Now consider each datapoint in turn,
loop for point pi from p1...pn
do
find cj that is closest to pi
move cj a small bit towards pi
i.e. cj := cj + alpha ( pi -cj ) /*where 0 <= alpha <= 1 */
od
Notice that in the procedure above, as the datapoints are being processed
they are "attracting" the centers of their clusters towards themselves.
(normal "batch" k-means resets centroids once an iteration, while the
online version tunes the centroid once for each datapoint).
(I will mention next class (in a slide titled K-means variations) that we
can try hybrid methods that lie between online and batch by
resetting the centroid after every j points. Such methods typically improve
the convergence speed since more data points will see the true centroids of
the clusters earlier).
If you pass over the datapoints multiple times in an online fashion, the
resulting clustering is basically similar to what a batch K-means would
have done starting from the original seed clusters.
SOM can be seen as this online version of K-means, with one additional
restriction. The original cluster centers cj are all constrained to be
in a low dimensional manifold (usually 2-d space) of the full data.

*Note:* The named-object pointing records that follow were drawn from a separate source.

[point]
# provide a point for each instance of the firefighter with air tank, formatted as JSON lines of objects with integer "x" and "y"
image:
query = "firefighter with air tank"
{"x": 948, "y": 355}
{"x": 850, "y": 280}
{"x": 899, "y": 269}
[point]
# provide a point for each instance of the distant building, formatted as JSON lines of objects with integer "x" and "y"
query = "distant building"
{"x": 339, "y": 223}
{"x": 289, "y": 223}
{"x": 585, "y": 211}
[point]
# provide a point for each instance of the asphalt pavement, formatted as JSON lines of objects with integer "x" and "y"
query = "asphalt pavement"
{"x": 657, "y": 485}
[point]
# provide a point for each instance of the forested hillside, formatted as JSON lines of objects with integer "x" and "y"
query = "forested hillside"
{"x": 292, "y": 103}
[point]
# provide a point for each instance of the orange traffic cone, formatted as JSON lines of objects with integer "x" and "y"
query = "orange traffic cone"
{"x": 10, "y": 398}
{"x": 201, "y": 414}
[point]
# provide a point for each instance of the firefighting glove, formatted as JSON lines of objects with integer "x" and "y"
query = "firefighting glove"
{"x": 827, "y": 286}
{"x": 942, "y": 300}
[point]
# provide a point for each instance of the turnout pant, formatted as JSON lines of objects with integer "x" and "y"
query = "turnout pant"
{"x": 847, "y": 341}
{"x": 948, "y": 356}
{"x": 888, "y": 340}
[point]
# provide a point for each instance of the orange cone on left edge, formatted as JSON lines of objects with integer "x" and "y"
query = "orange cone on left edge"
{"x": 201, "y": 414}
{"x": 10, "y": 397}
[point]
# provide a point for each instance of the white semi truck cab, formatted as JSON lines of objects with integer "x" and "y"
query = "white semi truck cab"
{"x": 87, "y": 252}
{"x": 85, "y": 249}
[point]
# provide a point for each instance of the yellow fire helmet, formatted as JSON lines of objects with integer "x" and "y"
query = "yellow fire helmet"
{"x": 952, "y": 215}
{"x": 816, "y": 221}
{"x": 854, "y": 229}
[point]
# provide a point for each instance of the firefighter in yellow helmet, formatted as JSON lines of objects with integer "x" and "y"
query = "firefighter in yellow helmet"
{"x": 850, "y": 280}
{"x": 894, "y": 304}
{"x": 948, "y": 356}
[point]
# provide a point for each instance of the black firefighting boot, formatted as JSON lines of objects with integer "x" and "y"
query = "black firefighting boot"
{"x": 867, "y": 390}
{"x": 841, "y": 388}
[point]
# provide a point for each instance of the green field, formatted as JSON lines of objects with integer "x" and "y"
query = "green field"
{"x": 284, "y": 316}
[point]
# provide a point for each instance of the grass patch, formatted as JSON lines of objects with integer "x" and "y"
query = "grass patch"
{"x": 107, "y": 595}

This in a way gives a clustering of the data after it has been projected
onto a plane (the plane of projection is normally the plane on which the
data shows maximum variability--so a generalization of principal
component--which is the direction over which the data shows the
maximum variability).
the operation of SOM involves:
select the plane, and dot it uniformly with K cluster centers
for each datapoint, pick the center closest to the datapoint
pull that center *as well as the centers in its neighborhood* a
little towards the datapoint
(notice that rather than just pull the single cluster center, we are
pulling the neighborhood. this tends to
distort the surface on which the original culster centers lie so that it
conforms to the way (the projection of the data)
is actually spread on the initial plane)
SOM has been claimed to provide a "visual representation" of the spread of
the data. You can see for yourself whether this is really the case by
looking at
http://websom.hut.fi/websom/comp.ai.neural-nets-new/html/root.html
where a whole bunch of articles from comp.ai.neural-nets are organized
using SOM.
rao